Identification and Generation of Transgenic Mice and Goats with Capra hircus SCD1 Gene
Kai Jin1,2,3, Chen Chen 1,2,3, Xinyu Sun1,2,3, Caiye Zhu1,2,3, Mahmoud F. Ahmed1,2,3,4, Qisheng Zuo1,2,3, Jiuzhou Song4 and Bichun Li1,2,3*
SCD1 and fat acid metabolism genes expression in goat. (A) Schematic diagram of SCD1 role in lipid synthesis. CE, cholesteryl esters; TG, triglycerides; WE, wax esters; PL, phospholipids; DG, diacylglycerol. (B) Effects of SCD1 on lipid accumulation and expression of genes related to lipid metabolism. (C) Variation of genes in lipid metabolism in mammary gland and muscular tissue at different developmental stages including de novo fat acid synthesis (FASN, ACACA, and PPARG), triacylglycerol synthesis (DGAT1, DGAT2, GPAM, AGPAT6, and LPIN1), triacylglycerol degradation (PNPLA2 and LIPE), fat acid uptake and intracellular transport (FABP3 and CD36), and fat acid oxidation (PPARA, ACOX1, and CPT1B) by RNA-seq.

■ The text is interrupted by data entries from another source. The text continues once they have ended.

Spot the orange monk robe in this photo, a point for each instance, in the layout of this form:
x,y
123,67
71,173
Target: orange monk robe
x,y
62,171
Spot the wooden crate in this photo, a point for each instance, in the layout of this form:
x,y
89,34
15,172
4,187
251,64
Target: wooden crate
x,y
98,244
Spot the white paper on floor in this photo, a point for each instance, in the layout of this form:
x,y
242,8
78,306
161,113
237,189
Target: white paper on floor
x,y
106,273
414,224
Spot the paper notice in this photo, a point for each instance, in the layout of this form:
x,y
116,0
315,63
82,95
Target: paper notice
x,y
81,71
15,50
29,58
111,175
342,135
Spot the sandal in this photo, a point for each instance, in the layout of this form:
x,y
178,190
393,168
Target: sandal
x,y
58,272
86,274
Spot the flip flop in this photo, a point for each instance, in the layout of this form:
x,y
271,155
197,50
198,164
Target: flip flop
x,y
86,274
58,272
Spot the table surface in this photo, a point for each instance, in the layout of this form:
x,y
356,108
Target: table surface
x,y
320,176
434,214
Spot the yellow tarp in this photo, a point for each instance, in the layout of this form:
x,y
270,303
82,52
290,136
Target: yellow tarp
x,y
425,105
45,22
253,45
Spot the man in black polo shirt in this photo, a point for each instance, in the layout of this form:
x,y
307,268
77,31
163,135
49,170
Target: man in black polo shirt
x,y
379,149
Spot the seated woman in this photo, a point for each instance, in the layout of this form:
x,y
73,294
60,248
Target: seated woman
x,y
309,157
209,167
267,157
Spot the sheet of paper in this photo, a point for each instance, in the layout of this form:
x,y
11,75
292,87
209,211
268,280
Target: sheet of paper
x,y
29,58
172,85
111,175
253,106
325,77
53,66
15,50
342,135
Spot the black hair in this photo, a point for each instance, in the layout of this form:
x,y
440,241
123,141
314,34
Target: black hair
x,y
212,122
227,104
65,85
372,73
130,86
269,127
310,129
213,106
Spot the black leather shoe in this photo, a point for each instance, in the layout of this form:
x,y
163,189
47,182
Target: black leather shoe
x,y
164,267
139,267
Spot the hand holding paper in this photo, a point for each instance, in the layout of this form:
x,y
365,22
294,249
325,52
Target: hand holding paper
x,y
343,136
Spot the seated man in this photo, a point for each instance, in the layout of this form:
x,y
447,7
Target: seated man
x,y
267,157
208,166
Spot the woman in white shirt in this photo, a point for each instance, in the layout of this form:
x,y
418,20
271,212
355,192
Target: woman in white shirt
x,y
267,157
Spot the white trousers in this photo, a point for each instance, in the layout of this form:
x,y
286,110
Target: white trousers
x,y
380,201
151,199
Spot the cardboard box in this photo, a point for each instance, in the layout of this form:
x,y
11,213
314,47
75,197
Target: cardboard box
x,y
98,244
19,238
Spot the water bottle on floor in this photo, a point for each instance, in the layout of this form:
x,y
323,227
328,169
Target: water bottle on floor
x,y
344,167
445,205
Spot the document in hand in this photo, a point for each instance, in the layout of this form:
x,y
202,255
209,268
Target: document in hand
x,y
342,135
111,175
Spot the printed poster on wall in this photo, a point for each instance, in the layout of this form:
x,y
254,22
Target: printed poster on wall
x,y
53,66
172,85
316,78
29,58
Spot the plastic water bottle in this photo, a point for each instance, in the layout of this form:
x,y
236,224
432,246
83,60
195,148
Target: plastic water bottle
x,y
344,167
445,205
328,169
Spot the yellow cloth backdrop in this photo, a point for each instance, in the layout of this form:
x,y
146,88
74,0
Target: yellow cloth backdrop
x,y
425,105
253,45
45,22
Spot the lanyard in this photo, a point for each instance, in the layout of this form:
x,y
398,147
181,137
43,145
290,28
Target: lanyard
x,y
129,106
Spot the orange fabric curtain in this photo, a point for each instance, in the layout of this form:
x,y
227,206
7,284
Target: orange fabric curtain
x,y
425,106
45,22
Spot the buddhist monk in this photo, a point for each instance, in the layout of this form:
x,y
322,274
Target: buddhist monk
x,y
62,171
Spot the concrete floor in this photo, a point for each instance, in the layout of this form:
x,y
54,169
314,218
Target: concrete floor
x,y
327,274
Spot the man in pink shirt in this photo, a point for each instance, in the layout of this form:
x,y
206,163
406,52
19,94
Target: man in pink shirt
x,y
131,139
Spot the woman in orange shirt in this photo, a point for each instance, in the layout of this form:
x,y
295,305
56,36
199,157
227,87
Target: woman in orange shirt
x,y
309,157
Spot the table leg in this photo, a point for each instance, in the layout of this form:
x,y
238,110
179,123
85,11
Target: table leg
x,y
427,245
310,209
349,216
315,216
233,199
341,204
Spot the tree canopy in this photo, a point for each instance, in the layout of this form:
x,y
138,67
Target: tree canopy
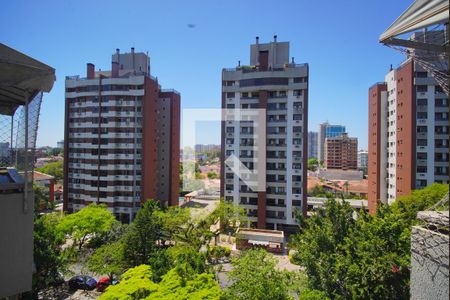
x,y
137,284
363,258
313,164
47,250
254,276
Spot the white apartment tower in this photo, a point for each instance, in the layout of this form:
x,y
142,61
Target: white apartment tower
x,y
278,88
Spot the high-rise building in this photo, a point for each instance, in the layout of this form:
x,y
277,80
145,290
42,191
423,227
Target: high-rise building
x,y
327,131
280,88
313,144
408,134
341,152
363,159
122,138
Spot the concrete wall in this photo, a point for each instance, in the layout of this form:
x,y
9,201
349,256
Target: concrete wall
x,y
16,244
429,264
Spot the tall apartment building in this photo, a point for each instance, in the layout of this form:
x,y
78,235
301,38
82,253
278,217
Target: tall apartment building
x,y
122,138
313,144
341,152
327,131
280,88
408,134
363,159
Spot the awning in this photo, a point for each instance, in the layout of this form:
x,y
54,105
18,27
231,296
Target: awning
x,y
21,78
421,14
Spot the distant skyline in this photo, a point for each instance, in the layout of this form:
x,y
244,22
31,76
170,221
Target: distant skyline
x,y
189,42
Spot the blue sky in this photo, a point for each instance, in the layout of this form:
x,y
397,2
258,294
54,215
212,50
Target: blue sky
x,y
339,40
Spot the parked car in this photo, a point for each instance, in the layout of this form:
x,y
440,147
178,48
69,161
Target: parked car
x,y
82,282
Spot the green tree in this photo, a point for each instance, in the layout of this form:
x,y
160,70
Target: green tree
x,y
41,199
254,276
108,259
198,286
87,222
212,175
308,294
54,151
366,258
313,163
141,241
47,255
137,284
54,169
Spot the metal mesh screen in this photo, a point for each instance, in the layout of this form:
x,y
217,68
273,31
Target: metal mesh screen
x,y
18,136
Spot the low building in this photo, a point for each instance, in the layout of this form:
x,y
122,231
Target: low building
x,y
22,83
46,181
270,240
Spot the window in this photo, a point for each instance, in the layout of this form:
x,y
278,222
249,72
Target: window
x,y
298,92
422,155
421,88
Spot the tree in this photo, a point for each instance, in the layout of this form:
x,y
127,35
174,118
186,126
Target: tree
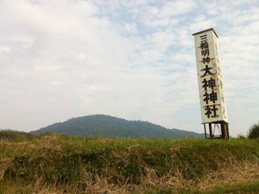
x,y
254,131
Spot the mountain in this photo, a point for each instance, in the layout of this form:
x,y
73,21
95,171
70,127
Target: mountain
x,y
112,127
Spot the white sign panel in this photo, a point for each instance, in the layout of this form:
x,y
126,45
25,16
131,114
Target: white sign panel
x,y
213,107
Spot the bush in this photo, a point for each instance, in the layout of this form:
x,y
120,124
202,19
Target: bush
x,y
253,131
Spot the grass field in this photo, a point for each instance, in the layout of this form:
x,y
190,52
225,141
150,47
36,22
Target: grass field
x,y
60,164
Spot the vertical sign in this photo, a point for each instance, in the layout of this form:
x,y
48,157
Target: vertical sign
x,y
213,107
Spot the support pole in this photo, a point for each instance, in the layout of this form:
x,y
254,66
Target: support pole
x,y
211,134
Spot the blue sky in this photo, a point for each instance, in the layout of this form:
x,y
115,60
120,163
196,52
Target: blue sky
x,y
130,59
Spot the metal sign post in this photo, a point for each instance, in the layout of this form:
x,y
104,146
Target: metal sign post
x,y
212,101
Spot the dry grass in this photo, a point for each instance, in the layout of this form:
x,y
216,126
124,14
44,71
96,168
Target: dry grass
x,y
235,174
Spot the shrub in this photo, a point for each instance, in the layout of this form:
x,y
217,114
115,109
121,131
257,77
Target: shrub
x,y
253,131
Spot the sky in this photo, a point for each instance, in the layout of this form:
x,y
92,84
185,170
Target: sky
x,y
132,59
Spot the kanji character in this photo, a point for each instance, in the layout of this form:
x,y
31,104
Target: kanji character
x,y
212,111
207,70
211,83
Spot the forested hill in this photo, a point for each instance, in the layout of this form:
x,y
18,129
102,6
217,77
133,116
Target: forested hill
x,y
112,127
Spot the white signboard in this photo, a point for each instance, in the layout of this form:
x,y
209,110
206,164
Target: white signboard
x,y
213,107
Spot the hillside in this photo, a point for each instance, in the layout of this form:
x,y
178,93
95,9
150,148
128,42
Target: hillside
x,y
63,164
112,127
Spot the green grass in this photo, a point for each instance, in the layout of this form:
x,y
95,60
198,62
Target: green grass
x,y
69,162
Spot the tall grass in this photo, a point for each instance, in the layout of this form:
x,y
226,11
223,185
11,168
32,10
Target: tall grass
x,y
81,164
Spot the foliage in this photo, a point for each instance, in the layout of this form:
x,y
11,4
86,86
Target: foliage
x,y
112,127
10,135
254,131
77,163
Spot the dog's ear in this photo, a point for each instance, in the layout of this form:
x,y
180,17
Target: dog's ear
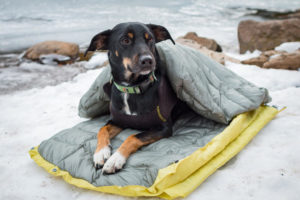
x,y
160,33
99,42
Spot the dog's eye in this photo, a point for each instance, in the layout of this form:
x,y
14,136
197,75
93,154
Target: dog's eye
x,y
125,41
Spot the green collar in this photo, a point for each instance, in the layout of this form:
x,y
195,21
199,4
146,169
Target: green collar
x,y
137,89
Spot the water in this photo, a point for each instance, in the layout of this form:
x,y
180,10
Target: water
x,y
23,23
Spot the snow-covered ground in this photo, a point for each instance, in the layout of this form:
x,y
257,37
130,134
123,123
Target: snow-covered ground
x,y
268,168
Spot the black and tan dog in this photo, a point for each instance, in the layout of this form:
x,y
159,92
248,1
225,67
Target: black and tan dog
x,y
141,97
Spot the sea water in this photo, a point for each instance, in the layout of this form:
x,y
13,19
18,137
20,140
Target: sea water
x,y
24,23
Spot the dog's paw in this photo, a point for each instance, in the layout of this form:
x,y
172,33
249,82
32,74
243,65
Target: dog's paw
x,y
114,163
101,156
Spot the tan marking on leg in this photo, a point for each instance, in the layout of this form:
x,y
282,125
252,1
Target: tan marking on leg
x,y
105,134
130,35
127,62
130,145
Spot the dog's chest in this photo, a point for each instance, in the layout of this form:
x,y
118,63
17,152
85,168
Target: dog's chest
x,y
131,104
126,109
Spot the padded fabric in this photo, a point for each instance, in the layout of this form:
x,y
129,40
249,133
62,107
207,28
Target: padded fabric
x,y
161,168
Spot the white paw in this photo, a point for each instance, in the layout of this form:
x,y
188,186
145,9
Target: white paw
x,y
101,156
114,163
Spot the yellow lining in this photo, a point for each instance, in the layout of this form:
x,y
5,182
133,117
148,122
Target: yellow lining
x,y
180,179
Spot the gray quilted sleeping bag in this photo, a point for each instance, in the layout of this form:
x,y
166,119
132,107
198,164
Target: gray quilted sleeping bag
x,y
211,90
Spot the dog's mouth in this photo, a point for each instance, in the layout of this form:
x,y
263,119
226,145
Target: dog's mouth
x,y
145,72
142,71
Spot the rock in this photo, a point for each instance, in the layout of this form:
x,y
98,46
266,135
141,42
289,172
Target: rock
x,y
217,56
267,35
52,47
208,43
260,60
289,61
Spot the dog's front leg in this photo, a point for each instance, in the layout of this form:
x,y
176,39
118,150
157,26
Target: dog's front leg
x,y
103,149
132,144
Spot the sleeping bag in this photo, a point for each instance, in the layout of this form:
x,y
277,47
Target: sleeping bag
x,y
228,111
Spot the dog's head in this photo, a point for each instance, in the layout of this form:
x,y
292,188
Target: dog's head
x,y
131,48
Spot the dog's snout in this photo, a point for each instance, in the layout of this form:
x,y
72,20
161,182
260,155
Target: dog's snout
x,y
146,61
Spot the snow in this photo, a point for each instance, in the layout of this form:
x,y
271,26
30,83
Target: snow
x,y
268,167
288,47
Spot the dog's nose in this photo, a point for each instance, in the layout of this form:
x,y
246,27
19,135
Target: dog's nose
x,y
146,61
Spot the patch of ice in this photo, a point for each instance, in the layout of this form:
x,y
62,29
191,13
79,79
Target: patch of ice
x,y
53,59
96,60
274,56
288,47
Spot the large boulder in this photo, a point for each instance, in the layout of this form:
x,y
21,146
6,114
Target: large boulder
x,y
217,56
211,44
52,47
268,34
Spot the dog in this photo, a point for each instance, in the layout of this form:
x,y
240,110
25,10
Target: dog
x,y
140,94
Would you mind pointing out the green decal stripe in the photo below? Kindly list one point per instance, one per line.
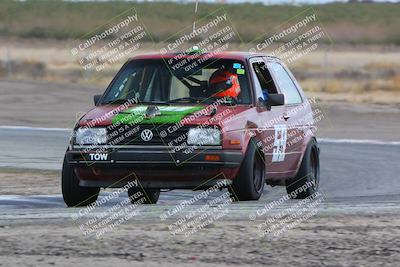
(169, 114)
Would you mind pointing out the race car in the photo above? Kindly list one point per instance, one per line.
(233, 120)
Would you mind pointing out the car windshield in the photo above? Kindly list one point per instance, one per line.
(152, 81)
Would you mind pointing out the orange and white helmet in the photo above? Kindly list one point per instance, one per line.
(224, 84)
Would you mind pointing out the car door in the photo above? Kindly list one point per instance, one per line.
(270, 124)
(293, 114)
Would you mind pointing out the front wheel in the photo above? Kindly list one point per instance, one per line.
(249, 183)
(306, 182)
(75, 195)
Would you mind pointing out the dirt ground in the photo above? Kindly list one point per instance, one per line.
(29, 182)
(349, 240)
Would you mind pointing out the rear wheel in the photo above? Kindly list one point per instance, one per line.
(75, 195)
(150, 195)
(249, 183)
(306, 182)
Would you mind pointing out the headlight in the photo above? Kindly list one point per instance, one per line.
(91, 136)
(204, 136)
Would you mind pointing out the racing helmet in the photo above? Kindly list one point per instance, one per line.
(224, 84)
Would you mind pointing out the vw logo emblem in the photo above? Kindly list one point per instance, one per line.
(146, 135)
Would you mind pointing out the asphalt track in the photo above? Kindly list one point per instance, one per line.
(356, 176)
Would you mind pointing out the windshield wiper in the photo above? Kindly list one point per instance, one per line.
(115, 101)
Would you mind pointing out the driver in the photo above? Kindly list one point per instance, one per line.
(224, 84)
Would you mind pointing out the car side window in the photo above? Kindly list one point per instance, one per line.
(286, 84)
(264, 77)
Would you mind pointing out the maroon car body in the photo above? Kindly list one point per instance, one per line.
(280, 133)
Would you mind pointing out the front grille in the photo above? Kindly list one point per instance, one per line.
(166, 135)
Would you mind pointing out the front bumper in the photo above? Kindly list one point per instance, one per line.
(154, 167)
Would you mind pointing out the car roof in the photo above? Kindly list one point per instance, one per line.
(234, 55)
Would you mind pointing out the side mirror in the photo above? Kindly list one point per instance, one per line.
(276, 100)
(96, 99)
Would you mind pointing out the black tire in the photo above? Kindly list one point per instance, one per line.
(249, 183)
(150, 195)
(75, 195)
(306, 182)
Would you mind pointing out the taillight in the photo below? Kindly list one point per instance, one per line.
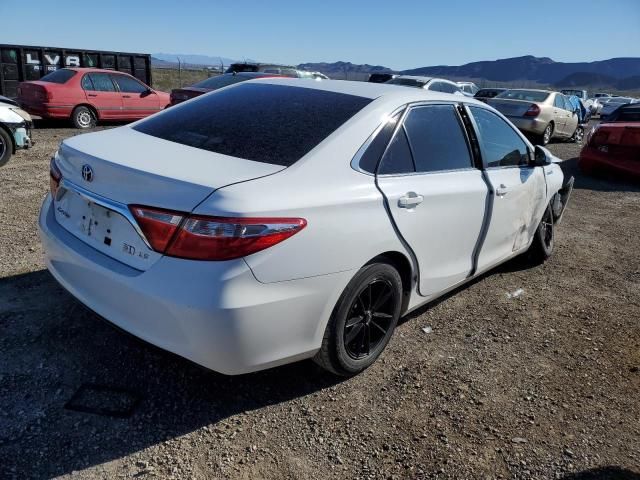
(200, 237)
(158, 226)
(533, 111)
(55, 175)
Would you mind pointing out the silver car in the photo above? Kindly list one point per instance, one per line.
(543, 114)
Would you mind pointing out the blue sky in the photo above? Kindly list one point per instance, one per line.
(395, 33)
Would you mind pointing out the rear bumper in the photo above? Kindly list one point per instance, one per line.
(213, 313)
(529, 125)
(591, 160)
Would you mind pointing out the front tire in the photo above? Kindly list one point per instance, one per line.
(543, 239)
(83, 118)
(362, 321)
(6, 147)
(546, 136)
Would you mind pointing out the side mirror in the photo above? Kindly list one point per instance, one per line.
(541, 157)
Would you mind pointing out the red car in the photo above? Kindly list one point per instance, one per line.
(179, 95)
(614, 145)
(86, 95)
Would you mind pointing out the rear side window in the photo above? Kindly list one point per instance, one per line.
(266, 123)
(128, 84)
(101, 82)
(397, 159)
(59, 76)
(559, 101)
(369, 160)
(501, 145)
(436, 139)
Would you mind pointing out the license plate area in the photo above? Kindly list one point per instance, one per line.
(102, 228)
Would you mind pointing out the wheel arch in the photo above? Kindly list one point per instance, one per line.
(402, 264)
(93, 109)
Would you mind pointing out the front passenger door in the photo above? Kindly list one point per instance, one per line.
(138, 101)
(518, 189)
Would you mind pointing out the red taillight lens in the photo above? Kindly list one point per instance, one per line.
(533, 111)
(158, 226)
(55, 175)
(198, 237)
(223, 238)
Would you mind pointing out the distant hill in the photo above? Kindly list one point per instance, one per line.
(540, 69)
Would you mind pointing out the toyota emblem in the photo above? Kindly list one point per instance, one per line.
(87, 173)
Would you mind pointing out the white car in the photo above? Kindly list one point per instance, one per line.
(427, 83)
(469, 88)
(15, 129)
(278, 220)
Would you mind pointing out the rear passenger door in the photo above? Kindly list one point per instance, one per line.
(517, 189)
(435, 195)
(138, 100)
(101, 92)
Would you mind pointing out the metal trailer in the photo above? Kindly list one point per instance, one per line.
(20, 63)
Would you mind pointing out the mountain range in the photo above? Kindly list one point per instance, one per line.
(616, 73)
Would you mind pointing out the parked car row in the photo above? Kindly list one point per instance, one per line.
(613, 146)
(544, 114)
(86, 95)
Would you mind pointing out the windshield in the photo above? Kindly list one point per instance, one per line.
(59, 76)
(407, 82)
(266, 123)
(528, 95)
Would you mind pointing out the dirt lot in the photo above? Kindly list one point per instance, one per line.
(545, 385)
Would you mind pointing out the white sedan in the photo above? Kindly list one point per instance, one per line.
(279, 220)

Xuhuai goat SCD1 was highly conserved and highly expressed in juvenile dorsal longissimus and lactating mammary gland tissue. (A) Phylogenetic relationships of SCD1. Cloned gene sequence was submitted to GenBank with numbers: Homo sapiens, Ovis aris, Capra hircus, Mus musculus, Rattus norvegicus, Suss crofa, and Bos taurus. Phylogenetic relationship of these sequences was estimated by neighbor-joining algorithm using PAM distances. Branch length is proportional to amount of evolution assumed to occur in each lineage. Numbers indicate the percentage of bootstrap replications that support each node. (B) Alignment of goat and mouse SCD1 protein structure, the different amino acid is yellow line. (C) SCD1 is more highly expressed in GOAT mammary gland, liver and lung, but low expressed in muscle. Error bars represent mean value ± SEM. (* p < 0.05, ** p < 0.01). (D) Expression of SCD1 increased significantly during lactation compared with the dry period in mammary gland and lamb during adult period in muscle. Quantitative PCR data were normalized to the dry period. Error bars represent mean value ± SEM. (* p < 0.05, ** p < 0.01).
Establishment of transgenic mice and stable inheritance. (A) Protocol for transgenic mice generation. The healthy adult male mice were chosen for testicle injection, and after 5 days one treated male and three healthy non-pregnant adult female mice were put in one cage. The resulting positive F1 males were mated with female mice after sexual maturity to produce F2 generation. (B) DNA PCR assay of F1 generation tail tissue. M: DL5000bp marker; 1-9, experimental group; 10: negative control; 11: positive control. (C). Western blot assay results of F1 generation. 1-9: the experimental group. (D). Number of F1 and F2 with SCD1 expression in transgenic mice. (E). Expression of SCD1 increased significantly in longissimus dorsi and crureus of F1 transgenic mice. Error bars represent mean value ± SEM. (* p < 0.05, ** p < 0.01).(F). Expression of SCD1 increased significantly in Longissimus dorsi and Crureus of F2 transgenic mice. Error bars represent mean value ± SEM. (* p < 0.05, ** p < 0.01).
Identication and generation of transgenic goat. (A) Protocol for transgenic goat production. The healthy adult male goat were chosen for testicle injection twice, and after 47 days, one treated male and three healthy non-pregnant adult female goat were mated to produce F1 generation. (B) DNA PCR assay of tail tissue in F1 generation. M, DL5000 bp marker; 1-7, experimental postive group; 8, negative control; 9, positive control. (C) Western blot assay results of F1 generation. 1-7, the experimental group. (D) Number of transgenic F1 goat with SCD1 expression.